I set out to get a better understanding of where the positivity and value of social media ends – and phone addiction, disinformation, and polarization begins. And ultimately, log back on with a healthy relationship with social media.
I wasn’t sure what it would look like, especially because I planned to do some traveling in scenic places. I knew it would mean missing out on sharing some epic sights – but it would also mean experiencing those places in the moment, without thinking about how it was showing up on Instagram.
Unsurprisingly, that part was right. My brain felt better and disconnecting felt good. I enjoyed getting rid of the distraction of back-brain analysis of what I’d post next or who was commenting on what picture.
I logged back on July 11, 2023.
The hiatus also showed the value of what I missed. I missed opportunities for connection: post-break, I published pictures and heard from old friends who lived in cities that I’d passed through without knowing. I also felt the missed value of posting in the moment: sifting through photos to create a round-up of “top moments” offered unlimited time to craft. It felt more edited and controlled than had I been posting live and pressed for time before my next experience. Before, I would have published a post while waiting in line to enter a museum. Now I was rounding up the best pictures for a photo dump. So really what was more authentic in the end?
In that time, Threads was launched and received with enthusiasm — reigniting Twitter-killer conversations — but has since seen a 79% drop in daily active users.
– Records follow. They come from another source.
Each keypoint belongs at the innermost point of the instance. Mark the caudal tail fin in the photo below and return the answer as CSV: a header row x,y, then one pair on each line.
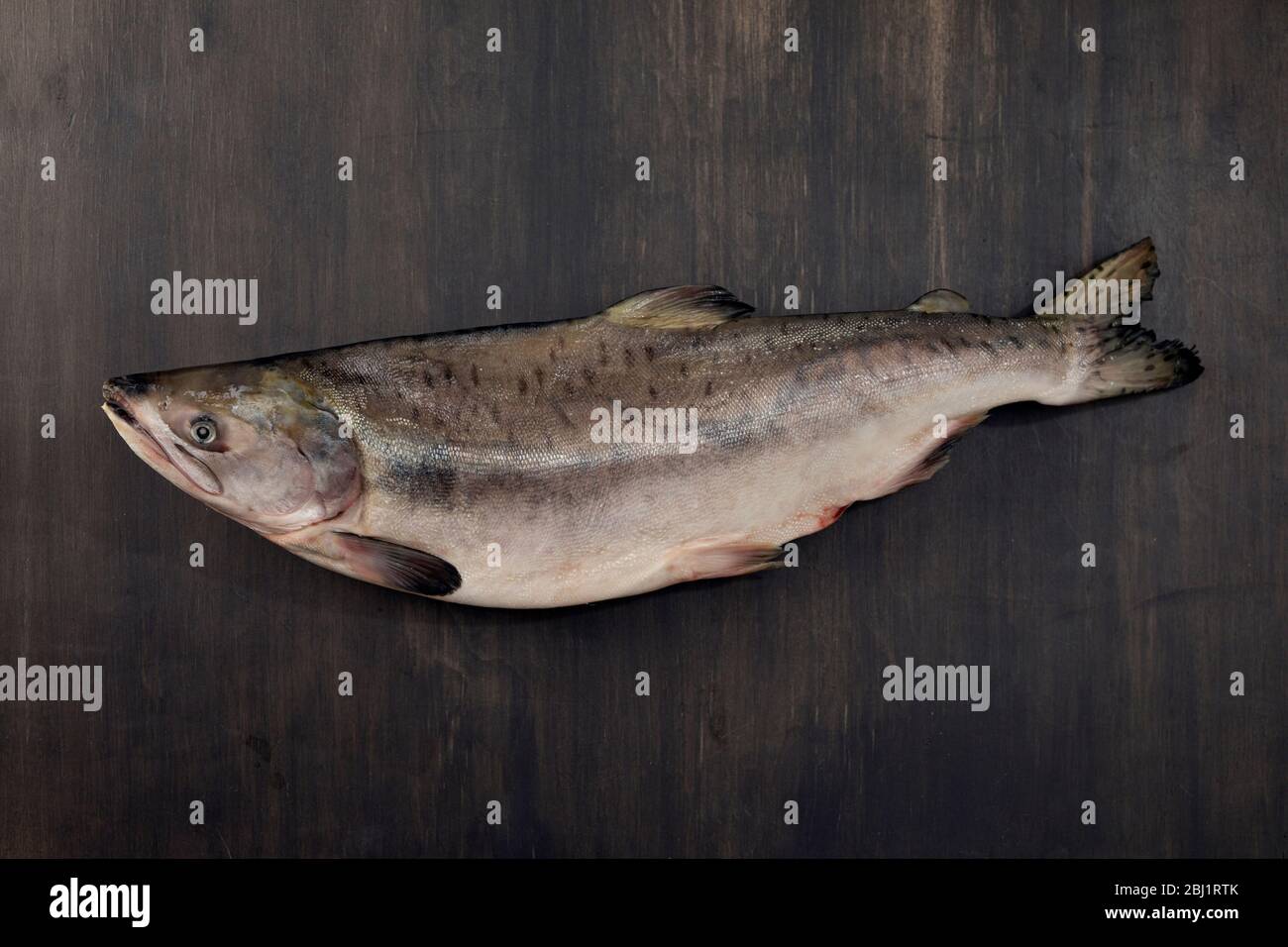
x,y
1113,359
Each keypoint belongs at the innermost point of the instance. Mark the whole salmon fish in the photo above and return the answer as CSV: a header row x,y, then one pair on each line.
x,y
669,438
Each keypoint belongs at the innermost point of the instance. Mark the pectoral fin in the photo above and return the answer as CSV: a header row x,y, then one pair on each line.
x,y
397,567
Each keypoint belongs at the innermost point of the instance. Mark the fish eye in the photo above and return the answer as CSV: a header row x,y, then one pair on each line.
x,y
204,431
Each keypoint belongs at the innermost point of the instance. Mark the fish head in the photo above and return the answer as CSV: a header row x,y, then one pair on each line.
x,y
249,441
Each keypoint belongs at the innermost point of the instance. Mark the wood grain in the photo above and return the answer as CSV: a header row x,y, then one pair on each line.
x,y
768,169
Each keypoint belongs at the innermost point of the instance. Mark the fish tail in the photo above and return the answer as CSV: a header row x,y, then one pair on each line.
x,y
1107,357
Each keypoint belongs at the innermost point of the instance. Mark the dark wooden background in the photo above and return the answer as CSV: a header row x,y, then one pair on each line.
x,y
769,169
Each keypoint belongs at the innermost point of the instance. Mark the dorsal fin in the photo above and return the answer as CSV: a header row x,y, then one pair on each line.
x,y
940,300
678,307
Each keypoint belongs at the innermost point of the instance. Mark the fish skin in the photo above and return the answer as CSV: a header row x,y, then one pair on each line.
x,y
478,442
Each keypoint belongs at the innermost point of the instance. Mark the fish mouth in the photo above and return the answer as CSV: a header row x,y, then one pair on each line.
x,y
119,405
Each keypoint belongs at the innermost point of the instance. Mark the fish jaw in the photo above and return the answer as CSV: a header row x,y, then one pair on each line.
x,y
183,471
275,464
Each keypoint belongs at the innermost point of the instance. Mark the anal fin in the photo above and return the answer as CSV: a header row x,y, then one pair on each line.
x,y
934,462
721,558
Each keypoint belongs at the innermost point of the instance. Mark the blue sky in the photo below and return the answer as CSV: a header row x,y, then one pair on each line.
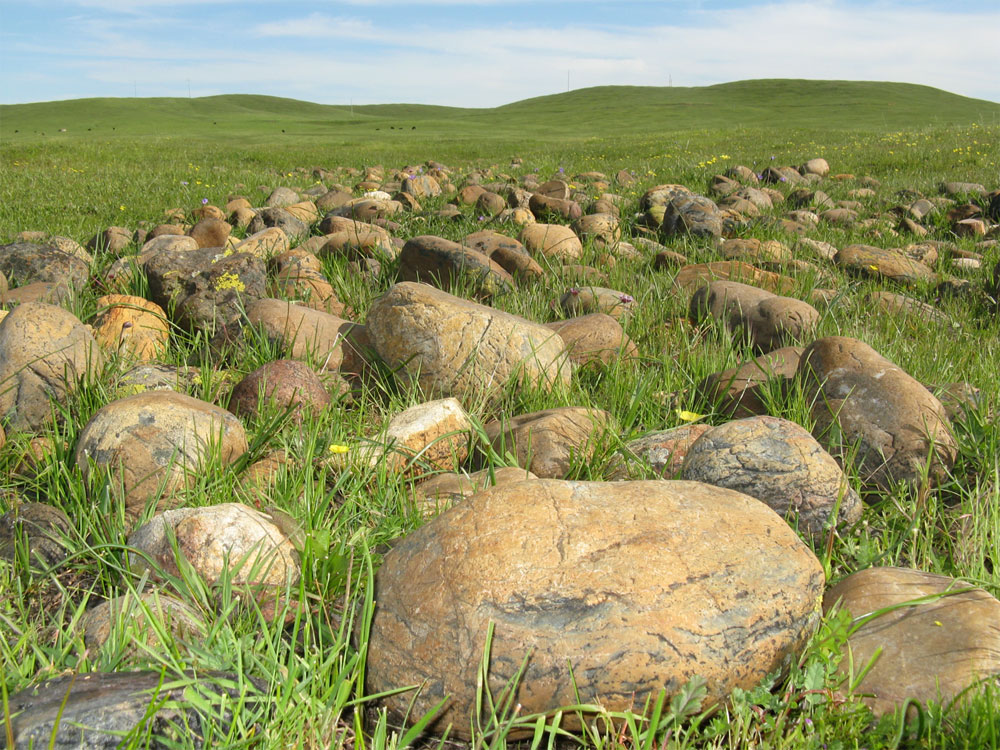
x,y
481,53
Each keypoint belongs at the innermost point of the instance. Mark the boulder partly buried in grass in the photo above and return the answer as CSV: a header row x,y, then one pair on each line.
x,y
218,541
779,463
103,710
614,590
859,398
932,637
154,443
453,347
44,353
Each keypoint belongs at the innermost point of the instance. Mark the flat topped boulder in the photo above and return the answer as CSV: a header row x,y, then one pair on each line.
x,y
931,650
453,347
859,397
153,443
634,586
44,352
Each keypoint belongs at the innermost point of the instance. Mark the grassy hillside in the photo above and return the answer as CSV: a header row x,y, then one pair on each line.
x,y
584,112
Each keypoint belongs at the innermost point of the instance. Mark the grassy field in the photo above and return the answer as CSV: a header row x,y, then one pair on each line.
x,y
127,162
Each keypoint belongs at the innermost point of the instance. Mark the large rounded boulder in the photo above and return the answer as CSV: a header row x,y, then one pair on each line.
x,y
154,443
44,352
861,398
930,637
612,590
453,347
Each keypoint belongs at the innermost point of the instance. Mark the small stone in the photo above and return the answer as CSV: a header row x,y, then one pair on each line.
x,y
780,464
549,442
551,241
229,539
43,527
454,347
282,384
131,326
860,398
596,338
933,650
153,444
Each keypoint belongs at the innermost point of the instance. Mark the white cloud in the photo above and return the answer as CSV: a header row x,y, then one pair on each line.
x,y
487,66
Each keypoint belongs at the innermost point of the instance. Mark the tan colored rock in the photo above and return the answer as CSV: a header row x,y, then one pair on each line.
x,y
860,397
139,619
552,241
929,651
284,384
229,539
441,491
453,347
634,586
153,445
691,277
44,352
596,338
663,452
877,262
743,391
550,442
779,463
265,243
780,321
312,335
445,264
434,434
131,326
210,232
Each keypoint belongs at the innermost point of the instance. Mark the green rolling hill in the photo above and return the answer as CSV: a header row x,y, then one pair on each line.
x,y
599,111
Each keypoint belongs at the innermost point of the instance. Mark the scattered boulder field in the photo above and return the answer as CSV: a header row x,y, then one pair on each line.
x,y
697,554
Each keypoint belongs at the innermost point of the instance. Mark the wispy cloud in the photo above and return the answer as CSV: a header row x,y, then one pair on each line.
x,y
442,59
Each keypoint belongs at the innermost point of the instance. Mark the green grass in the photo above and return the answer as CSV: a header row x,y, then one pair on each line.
x,y
79,182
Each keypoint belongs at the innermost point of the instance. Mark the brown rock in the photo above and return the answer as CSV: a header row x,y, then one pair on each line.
x,y
506,251
451,346
132,326
634,586
691,277
441,491
443,263
211,232
859,397
327,341
744,391
780,321
586,300
45,351
596,338
153,444
552,241
930,651
45,528
550,442
284,384
140,618
227,540
663,452
780,464
877,262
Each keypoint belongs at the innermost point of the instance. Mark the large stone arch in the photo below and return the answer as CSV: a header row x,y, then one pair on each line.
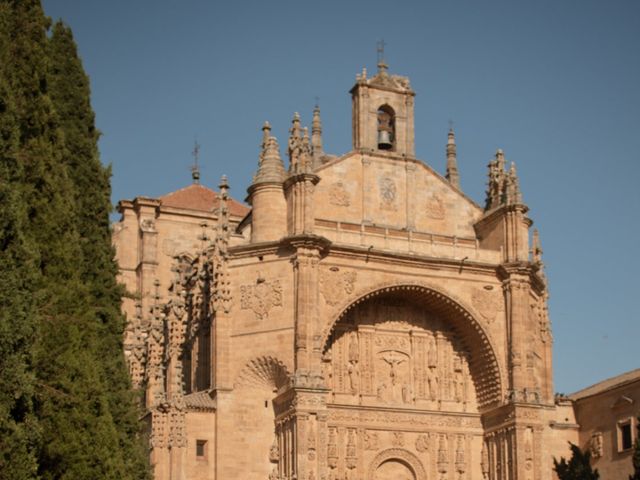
x,y
403,457
251,413
264,371
486,367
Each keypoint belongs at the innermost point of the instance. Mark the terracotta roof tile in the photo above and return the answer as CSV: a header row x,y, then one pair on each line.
x,y
607,384
200,401
201,198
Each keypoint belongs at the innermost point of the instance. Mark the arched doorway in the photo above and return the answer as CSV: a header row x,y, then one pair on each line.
x,y
409,371
396,464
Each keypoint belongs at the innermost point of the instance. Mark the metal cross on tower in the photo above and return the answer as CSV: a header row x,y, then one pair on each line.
x,y
380,50
195,168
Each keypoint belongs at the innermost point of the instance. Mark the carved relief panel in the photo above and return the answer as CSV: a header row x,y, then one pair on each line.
x,y
398,355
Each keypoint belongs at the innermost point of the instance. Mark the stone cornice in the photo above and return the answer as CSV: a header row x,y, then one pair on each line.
x,y
262,185
494,214
310,241
301,177
411,259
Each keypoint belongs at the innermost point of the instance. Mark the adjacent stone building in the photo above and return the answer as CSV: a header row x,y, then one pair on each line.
x,y
364,319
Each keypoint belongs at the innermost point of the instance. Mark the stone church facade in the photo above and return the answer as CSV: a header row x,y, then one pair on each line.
x,y
364,319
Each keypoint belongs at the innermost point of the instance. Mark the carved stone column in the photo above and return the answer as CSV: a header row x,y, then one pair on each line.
x,y
308,251
516,286
146,211
410,195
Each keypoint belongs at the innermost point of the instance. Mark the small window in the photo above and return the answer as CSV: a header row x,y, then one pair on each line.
x,y
386,128
625,435
201,449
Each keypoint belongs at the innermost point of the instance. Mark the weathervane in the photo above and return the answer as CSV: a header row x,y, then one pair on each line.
x,y
382,66
195,168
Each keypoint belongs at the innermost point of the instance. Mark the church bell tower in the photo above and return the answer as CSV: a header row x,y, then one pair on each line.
x,y
383,112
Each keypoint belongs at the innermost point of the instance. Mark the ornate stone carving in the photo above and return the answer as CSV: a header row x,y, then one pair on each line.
x,y
443,455
261,297
434,208
332,448
400,363
484,460
274,451
488,303
387,193
371,440
596,445
422,443
397,439
338,195
460,460
351,454
311,441
394,455
335,284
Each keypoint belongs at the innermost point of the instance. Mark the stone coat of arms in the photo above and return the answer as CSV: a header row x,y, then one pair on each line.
x,y
335,285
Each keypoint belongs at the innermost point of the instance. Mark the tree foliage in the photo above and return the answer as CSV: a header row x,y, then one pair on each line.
x,y
578,467
66,405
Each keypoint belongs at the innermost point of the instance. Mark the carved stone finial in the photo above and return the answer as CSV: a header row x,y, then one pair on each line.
x,y
513,186
452,162
271,167
295,143
503,187
266,133
536,249
382,65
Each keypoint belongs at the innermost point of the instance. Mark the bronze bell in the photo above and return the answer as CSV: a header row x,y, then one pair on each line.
x,y
384,140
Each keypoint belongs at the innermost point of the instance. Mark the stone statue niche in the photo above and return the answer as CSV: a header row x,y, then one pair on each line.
x,y
393,353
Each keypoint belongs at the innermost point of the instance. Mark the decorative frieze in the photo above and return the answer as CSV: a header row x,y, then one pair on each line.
x,y
261,297
336,284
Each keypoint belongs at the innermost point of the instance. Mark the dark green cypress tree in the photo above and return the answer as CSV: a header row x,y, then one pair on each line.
x,y
56,229
577,468
18,425
70,92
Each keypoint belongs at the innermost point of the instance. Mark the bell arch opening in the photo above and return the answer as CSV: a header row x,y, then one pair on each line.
x,y
411,346
386,128
252,415
396,463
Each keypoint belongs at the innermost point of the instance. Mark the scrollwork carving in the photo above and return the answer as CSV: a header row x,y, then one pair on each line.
x,y
261,297
335,285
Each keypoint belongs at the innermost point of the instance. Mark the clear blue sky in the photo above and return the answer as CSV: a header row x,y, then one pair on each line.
x,y
556,84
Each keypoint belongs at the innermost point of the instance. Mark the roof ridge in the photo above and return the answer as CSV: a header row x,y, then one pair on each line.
x,y
186,188
606,384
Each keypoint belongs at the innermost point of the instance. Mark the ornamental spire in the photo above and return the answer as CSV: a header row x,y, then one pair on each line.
x,y
503,187
452,162
513,186
270,168
295,142
316,138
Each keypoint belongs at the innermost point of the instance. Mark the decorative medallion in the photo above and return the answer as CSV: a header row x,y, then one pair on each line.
x,y
388,193
261,297
422,443
336,284
338,195
435,208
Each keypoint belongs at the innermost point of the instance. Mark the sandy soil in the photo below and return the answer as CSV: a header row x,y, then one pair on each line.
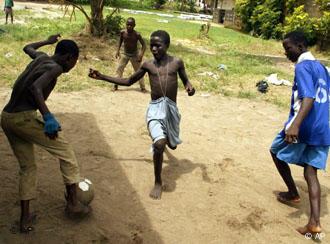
x,y
220,182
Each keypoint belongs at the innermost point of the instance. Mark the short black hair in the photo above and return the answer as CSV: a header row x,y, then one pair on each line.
x,y
163,35
130,18
67,46
297,37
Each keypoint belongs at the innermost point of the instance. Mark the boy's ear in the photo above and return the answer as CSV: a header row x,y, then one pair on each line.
x,y
301,47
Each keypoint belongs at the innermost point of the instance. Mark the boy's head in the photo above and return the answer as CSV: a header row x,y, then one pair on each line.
x,y
68,53
159,43
130,24
294,43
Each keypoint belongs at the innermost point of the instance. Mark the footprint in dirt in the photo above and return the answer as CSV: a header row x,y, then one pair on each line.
x,y
226,162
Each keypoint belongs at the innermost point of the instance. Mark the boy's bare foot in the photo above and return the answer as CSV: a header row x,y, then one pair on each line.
x,y
25,225
77,211
309,229
288,198
156,192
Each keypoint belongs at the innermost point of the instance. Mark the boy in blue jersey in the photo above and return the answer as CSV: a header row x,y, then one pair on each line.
x,y
305,138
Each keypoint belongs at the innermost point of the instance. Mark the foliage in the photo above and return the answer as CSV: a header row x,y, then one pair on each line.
x,y
324,4
323,31
290,5
182,5
261,18
300,20
113,24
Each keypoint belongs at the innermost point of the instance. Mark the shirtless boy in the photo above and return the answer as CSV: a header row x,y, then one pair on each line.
x,y
24,128
162,117
130,38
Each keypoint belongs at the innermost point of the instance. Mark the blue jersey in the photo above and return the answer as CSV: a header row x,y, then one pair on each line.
x,y
311,81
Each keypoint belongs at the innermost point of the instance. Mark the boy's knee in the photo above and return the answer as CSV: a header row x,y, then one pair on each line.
x,y
309,172
159,146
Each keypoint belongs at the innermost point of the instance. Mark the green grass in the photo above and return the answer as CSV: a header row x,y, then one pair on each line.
x,y
223,46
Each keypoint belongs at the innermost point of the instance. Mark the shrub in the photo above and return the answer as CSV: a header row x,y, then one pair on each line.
x,y
323,31
113,24
300,20
261,18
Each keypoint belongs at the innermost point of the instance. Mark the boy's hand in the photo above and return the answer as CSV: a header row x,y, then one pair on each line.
x,y
95,74
53,39
52,127
190,90
291,135
140,56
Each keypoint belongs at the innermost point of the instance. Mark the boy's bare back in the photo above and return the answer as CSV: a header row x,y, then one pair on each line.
x,y
164,76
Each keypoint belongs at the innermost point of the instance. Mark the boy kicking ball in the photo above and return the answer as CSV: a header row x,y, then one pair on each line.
x,y
162,117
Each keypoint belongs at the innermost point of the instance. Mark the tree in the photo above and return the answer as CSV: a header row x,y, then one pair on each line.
x,y
95,19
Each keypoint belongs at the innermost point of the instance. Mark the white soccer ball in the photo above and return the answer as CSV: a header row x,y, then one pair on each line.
x,y
85,191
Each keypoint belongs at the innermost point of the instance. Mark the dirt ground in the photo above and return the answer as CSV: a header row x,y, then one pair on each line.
x,y
220,182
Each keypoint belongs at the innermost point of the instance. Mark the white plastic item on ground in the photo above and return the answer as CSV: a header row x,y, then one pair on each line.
x,y
211,74
273,79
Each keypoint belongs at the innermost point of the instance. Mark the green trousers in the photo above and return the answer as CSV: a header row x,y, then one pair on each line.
x,y
24,130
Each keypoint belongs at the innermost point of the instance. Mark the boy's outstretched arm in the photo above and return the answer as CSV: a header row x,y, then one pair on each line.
x,y
116,80
291,134
31,49
144,47
119,45
183,76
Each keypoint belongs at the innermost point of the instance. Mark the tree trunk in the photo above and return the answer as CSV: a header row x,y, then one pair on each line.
x,y
97,22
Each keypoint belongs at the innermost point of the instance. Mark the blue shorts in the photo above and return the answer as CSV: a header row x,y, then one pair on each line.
x,y
300,153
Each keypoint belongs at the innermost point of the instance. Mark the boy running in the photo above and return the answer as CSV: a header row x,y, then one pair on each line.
x,y
162,117
130,38
305,138
24,128
8,8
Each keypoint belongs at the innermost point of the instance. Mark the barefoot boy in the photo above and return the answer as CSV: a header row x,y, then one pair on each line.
x,y
130,38
8,8
24,128
162,116
305,138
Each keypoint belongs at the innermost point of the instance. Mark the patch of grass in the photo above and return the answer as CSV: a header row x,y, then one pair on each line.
x,y
201,56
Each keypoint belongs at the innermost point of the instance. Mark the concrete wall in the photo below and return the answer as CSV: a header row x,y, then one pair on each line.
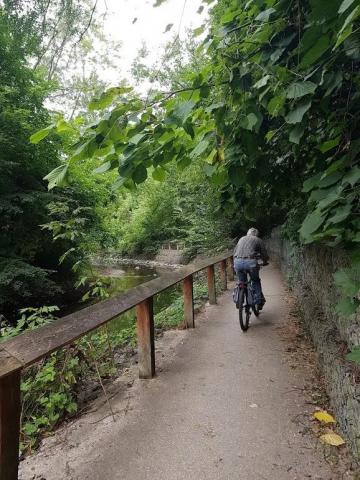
x,y
309,272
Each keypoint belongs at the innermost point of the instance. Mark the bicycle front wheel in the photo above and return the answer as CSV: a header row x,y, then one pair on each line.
x,y
244,311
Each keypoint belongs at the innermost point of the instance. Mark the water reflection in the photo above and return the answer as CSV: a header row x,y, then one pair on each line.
x,y
120,278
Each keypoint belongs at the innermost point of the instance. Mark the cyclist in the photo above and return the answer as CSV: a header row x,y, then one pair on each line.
x,y
248,249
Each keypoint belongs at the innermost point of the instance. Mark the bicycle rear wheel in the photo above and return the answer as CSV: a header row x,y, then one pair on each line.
x,y
244,311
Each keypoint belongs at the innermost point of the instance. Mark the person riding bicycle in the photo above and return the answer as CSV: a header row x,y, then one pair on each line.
x,y
247,251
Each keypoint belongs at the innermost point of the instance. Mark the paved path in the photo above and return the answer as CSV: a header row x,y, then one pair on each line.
x,y
222,408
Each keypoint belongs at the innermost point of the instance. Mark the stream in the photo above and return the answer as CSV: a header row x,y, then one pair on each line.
x,y
120,278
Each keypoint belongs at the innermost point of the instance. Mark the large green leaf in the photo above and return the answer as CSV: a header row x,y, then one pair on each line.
x,y
341,214
140,174
56,177
299,89
265,15
328,145
199,149
296,115
296,134
311,182
275,105
345,5
316,51
41,134
346,29
262,82
182,110
311,223
352,177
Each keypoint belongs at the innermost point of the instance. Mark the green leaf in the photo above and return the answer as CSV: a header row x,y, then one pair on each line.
x,y
331,197
183,110
329,144
137,138
199,149
140,174
296,115
311,182
105,167
270,135
352,177
354,355
311,223
159,174
57,177
296,133
41,134
252,120
299,89
209,169
345,5
315,52
265,15
262,82
327,180
275,105
346,29
236,175
341,214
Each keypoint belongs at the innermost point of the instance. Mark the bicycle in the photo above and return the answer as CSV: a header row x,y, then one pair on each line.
x,y
244,298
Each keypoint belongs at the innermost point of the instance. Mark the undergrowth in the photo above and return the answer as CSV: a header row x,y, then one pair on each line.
x,y
51,388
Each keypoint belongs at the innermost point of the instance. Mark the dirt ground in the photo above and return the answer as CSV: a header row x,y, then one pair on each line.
x,y
224,405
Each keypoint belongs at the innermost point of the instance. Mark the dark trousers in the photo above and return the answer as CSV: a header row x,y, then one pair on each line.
x,y
249,266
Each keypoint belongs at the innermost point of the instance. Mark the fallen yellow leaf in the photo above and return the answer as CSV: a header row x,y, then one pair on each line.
x,y
324,417
332,439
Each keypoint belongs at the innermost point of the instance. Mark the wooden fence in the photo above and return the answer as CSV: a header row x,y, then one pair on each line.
x,y
30,347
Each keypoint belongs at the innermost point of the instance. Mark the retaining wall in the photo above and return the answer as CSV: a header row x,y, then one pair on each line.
x,y
309,273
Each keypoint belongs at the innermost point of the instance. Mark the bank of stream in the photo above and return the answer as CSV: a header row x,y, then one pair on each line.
x,y
120,278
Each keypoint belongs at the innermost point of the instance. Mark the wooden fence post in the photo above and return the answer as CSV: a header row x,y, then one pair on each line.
x,y
10,409
211,284
188,302
231,269
146,342
223,274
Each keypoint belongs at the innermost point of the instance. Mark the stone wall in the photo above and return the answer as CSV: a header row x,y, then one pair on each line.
x,y
309,272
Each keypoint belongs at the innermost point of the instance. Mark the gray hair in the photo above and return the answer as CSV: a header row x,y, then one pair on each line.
x,y
253,231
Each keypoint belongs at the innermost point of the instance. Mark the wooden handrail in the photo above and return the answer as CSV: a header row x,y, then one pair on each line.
x,y
25,349
29,347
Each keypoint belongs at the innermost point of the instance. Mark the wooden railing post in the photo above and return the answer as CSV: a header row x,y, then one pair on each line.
x,y
10,408
146,342
223,274
211,284
231,269
188,302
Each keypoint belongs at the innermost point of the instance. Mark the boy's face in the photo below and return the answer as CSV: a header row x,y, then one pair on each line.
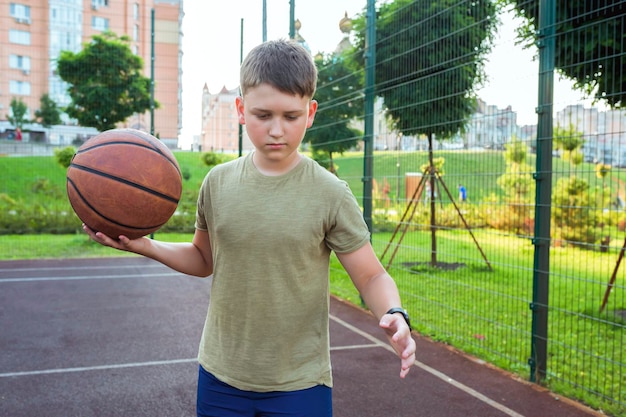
x,y
275,122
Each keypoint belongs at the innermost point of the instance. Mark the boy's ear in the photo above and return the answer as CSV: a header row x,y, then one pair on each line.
x,y
240,114
311,114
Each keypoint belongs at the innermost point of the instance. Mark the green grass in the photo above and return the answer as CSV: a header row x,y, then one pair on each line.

It’s a tough landscape to launch a new platform: attention is more difficult than ever to get. Globally, the average individual has 8.4 social media accounts.
As the social media landscape gets more and more crowded, people are getting more intentional, spending time only in the places that matter most to them. Pre-sabbatical, I read and loved a NYTimes article on a group of teens that call themselves the Luddite Club. They take deliberate time away from social and tech, with some of them opting out of perma-connection altogether in favor of flip phones.
Despite being crowded and splintered, there are opportunities in today’s social landscape. These niches where time is spent are that much more powerful. The key is to identify the area where your audience is spending time and keep the focus on providing value there.
As fast as social moves, the truth remains: we’re there to form and reinforce connections.
Since re-joining the social world, I’m testing new habits to support that truth. Screen-time limits prevent perma-scroll, ensuring that the time spent is on updates from friends and family – while live posting prevents over-thinking edits.